Quella scatola di foto


Easy writer/Il racconto/Marco La Greca


di Lilli Mandara
Categoria: Maperò
20/05/2019 alle ore 16:12



“Papi, ma perché non ci sono le foto di quando andavi al liceo?”.

A casa di mia madre, dove ci troviamo, in effetti, nelle cornici appoggiate sui mobili o appese alle pareti, si vedono solo immagini in cui sono adulto. Oppure di quando ero in fasce.

Del liceo, invece, nulla.

Mentre lei, mia figlia, ora in quella fase si trova.

Normale che abbia questa curiosità. 

Non resta che andare a rovistare nello scatolone delle foto.

Dopo qualche tentativo poco fortunato, mi rendo conto che si è fatto tardi e non abbiamo tempo per cercare ancora; allora prendo una decisione drastica: mi incollo lo scatolone e lo porto a casa, depositandolo in camera di mia figlia. In fondo era lei che aveva manifestato l’esigenza di curiosare nel tempo.

Tornati a casa, sembra non interessarle più.

Passano uno, due, tre giorni. Lo scatolone rimane sempre lì. Intonso. 

“Papi” al liceo, forse, era solo una estemporanea e fugace curiosità.

Mi ripropongo di riportarlo presto da mia madre. Prima, però, decido di dargli una guardata.

Effettivamente è lo scatolone con le foto familiari del decennio corrispondente al liceo, all’università, al militare, al primo periodo lavorativo.

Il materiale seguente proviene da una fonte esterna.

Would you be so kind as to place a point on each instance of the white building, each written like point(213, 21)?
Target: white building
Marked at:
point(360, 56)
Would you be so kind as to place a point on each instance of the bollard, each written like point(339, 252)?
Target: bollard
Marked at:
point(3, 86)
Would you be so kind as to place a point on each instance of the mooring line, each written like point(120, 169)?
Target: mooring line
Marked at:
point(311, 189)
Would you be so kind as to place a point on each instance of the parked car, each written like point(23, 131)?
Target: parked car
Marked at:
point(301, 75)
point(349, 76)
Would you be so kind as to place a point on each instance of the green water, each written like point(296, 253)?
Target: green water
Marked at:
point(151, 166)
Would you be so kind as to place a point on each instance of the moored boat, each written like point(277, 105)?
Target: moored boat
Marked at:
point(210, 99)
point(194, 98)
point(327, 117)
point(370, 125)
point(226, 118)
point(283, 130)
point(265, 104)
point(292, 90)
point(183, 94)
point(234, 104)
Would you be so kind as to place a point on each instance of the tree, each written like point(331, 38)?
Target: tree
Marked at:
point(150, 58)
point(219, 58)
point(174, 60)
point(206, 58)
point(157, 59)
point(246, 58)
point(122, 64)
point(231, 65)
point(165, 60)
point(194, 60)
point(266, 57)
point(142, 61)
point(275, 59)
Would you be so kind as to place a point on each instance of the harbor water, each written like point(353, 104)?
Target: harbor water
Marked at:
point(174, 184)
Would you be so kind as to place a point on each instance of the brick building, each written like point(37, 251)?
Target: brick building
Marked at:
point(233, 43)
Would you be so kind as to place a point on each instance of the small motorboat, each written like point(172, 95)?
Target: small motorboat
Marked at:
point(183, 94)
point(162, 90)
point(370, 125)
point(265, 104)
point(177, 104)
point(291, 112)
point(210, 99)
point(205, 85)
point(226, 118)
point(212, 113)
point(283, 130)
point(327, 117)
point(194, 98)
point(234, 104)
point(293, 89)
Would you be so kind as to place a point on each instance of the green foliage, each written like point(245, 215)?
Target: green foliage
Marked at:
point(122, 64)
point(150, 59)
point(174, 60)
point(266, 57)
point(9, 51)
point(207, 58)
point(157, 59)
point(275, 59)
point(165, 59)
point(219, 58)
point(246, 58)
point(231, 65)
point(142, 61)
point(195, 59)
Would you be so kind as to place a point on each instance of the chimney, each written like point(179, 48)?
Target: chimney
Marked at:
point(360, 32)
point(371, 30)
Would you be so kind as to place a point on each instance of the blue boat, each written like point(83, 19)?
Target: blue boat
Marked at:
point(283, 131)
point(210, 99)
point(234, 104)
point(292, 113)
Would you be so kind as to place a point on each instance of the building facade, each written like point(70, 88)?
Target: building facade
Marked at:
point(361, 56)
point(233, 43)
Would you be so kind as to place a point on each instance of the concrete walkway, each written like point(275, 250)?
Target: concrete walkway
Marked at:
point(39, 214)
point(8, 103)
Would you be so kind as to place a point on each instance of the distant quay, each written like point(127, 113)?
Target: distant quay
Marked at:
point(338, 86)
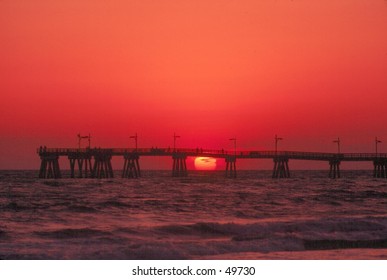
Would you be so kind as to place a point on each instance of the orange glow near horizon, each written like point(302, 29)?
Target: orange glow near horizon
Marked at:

Un periodo nel quale mio fratello ed io siamo presenti solo in due fasi dell’anno. A Natale e a maggio. A Natale, vabbè, perché è Natale, come fai a sottrarti? A maggio, invece, perché erano i nostri compleanni. 

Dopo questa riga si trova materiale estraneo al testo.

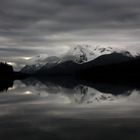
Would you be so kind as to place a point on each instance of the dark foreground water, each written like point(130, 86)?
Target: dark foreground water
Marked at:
point(44, 110)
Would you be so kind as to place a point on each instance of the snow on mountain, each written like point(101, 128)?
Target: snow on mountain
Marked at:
point(78, 54)
point(84, 53)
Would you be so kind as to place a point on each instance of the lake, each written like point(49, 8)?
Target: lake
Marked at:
point(69, 109)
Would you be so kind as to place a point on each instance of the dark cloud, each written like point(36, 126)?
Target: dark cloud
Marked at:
point(51, 23)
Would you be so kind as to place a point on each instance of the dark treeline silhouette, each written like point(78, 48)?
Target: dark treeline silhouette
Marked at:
point(7, 76)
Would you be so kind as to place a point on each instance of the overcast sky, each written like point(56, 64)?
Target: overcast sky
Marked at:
point(30, 27)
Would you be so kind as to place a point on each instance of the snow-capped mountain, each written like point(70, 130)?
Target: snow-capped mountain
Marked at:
point(78, 54)
point(84, 53)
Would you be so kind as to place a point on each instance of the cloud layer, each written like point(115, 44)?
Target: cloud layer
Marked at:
point(36, 26)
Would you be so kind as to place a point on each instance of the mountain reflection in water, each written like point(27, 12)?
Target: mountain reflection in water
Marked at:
point(65, 108)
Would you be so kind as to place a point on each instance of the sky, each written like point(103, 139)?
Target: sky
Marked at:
point(31, 27)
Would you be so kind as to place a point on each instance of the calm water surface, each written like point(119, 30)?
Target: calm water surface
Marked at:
point(34, 109)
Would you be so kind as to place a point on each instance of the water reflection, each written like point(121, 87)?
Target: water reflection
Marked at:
point(71, 90)
point(69, 109)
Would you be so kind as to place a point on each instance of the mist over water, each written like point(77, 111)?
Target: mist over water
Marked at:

Dai 14 anni in poi, del resto, un ragazzo fa di tutto per non stare con i genitori, che riescono a catturarlo solo a Natale e ai compleanni, appunto. 

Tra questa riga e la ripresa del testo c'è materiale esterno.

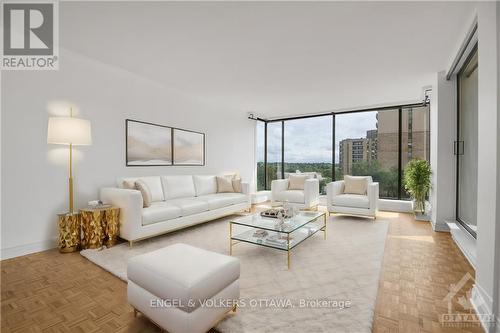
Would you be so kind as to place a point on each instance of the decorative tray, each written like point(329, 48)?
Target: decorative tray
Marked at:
point(273, 213)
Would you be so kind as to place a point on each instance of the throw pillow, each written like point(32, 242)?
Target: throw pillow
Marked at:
point(145, 192)
point(355, 185)
point(297, 182)
point(129, 185)
point(225, 184)
point(237, 185)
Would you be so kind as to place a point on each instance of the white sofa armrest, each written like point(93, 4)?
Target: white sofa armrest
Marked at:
point(311, 193)
point(278, 185)
point(130, 203)
point(332, 190)
point(245, 188)
point(372, 192)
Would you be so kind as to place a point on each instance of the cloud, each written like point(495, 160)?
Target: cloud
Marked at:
point(309, 140)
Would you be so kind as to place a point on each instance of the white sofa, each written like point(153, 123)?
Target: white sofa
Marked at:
point(352, 204)
point(171, 285)
point(177, 202)
point(304, 199)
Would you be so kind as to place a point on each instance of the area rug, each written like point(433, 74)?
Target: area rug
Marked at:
point(331, 285)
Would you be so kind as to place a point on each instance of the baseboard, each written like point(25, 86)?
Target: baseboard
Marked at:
point(401, 206)
point(482, 304)
point(465, 242)
point(440, 226)
point(21, 250)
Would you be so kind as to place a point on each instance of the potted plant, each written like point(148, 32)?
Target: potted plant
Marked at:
point(417, 180)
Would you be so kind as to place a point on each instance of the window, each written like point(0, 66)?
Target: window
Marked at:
point(260, 155)
point(308, 148)
point(274, 153)
point(377, 143)
point(415, 138)
point(366, 144)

Sorridi. Mettiti qui. Sorridi. 

Click. Click. E ancora click.

Scorrono davanti a me una decina d’anni di vita familiare. Dicembre e maggio. Natale e compleanni. 

Sorvolo sulle evidenti trasformazioni fisiche, sia nel percorso delle foto, sia nel rapporto con l’oggi. E’ nell’ordine naturale delle cose e sto imparando ad accettarlo. Con qualche difficoltà, ma sto imparando.

Mi colpiscono invece le foto della festa di 50 anni di mio padre. 

Forse perché le vedo proprio nella settimana in cui anche io sono giunto alla stessa tappa. 

Lì tutti in giacca. Gli invitati, mio padre, mio fratello ed io, diciassettenne. Mascherato da persona che non ero.


A 50 anni, continuo a sentirmi veramente me stesso solo con i jeans.

La seconda cosa che mi colpisce è vedere le immagini di momenti nei quali, come ho letto da qualche parte, sembra che non succeda niente, e invece sta cambiando tutto. Non lo sapevamo, non potevamo saperlo, ma così non saremmo stati più. 

Infine, mi colpisce una foto. 

E’ quella dei miei sedici anni. A casa dei miei genitori, in salone. Indosso avevo un maglione a righe orizzontali mai andato di moda. La foto a scattata mentre mi muovevo per spegnere le candeline e perciò risulta mossa. Il viso non si distingue per nulla. Una foto sbagliata. Eppure mia madre, anziché lasciarla nella busta dei negativi e degli scarti, l’ha inserita nell’albumino dei ricordi. Perciò adesso mi ricorda chi ero: un sedicenne indefinito e confuso. Mosso. Catturato nel giorno del suo compleanno, desideroso di essere altrove, bisognoso di quella stessa cattura.  

Nella settimana dei miei 50 anni, mi chiedo chi sono.

Forse una foto, retrospettivamente, lo svelerà.

Intanto mia figlia, quando finalmente ha visto gli scatti del liceo, ha detto che ero bello.

Poi è tornata nella sua stanza.

Domani riporto quella scatola di foto da mia madre.